La miró y ella le devolvió la mirada a través de una bruma de lágrimas.

—¿Por qué no te lo dije?

—Eso es lo que te he preguntado.

—Porque tu padre me hizo prometer que no lo haría.

Cuando Antoinette se calmó, cuando estuvo lista para escuchar, Xavier le contó algo de lo que había pasado.

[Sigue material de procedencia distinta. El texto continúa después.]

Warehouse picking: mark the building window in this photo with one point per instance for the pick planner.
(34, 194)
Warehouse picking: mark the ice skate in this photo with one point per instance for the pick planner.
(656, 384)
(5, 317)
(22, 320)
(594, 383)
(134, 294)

Jim Bax había sido amigo de Lyle Merrick durante muchos años. Los dos eran pilotos de mercancías, ambos trabajaban dentro y alrededor del Cinturón Oxidado. En circunstancias normales, a dos pilotos que operasen dentro de la misma esfera comercial les habría resultado difícil mantener una amistad sincera en medio de los altibajos de una economía que abarcaba todo el sistema; habría habido demasiadas ocasiones en las que sus intereses se solapasen. Pero como Jim y Lyle operaban en nichos de mercado radicalmente diferentes, con listas de clientes muy distintas, la rivalidad nunca había amenazado su relación. Jim Bax transportaba cargas pesadas en trayectorias rápidas de alto consumo, en general con poca antelación y en general, aunque no siempre, más o menos dentro de los límites de la legalidad. Desde luego Jim no buscaba clientes delincuentes, aunque tampoco se podía decir sin faltar a la verdad que los rechazase. Lyle, a diferencia de su amigo, trabajaba casi de forma exclusiva con criminales. Estos reconocían que su gabarra lenta, frágil, poco fiable y de motor químico era poco más o menos la nave que menos probabilidades tenía de atraer la atención de los cúteres aduaneros de la Convención. Lyle no podía garantizar que sus cargas llegaran a sus destinos con rapidez, a veces ni que llegaran, pero casi siempre podía garantizar que llegaran sin sufrir inspecciones, y que no habría incómodas líneas de investigación que se extendieran hasta sus clientes. Y así, de una forma más o menos modesta, Lyle Merrick fue prosperando. Se tomó muchas molestias para ocultar sus ganancias a las autoridades y mantuvo con escrupulosidad la ilusión de estar siempre al borde de la insolvencia. Pero entre bambalinas, y para lo que era aquella época, era un hombre con una riqueza moderada, mucho más acaudalado, de hecho, de lo que sería jamás Jim Bax. Lo bastante acaudalado, en realidad, para poder permitirse hacer una copia de seguridad de sí mismo una vez al año en una de las instalaciones de escáneres de nivel alfa de la cubierta superior de Ciudad Abismo.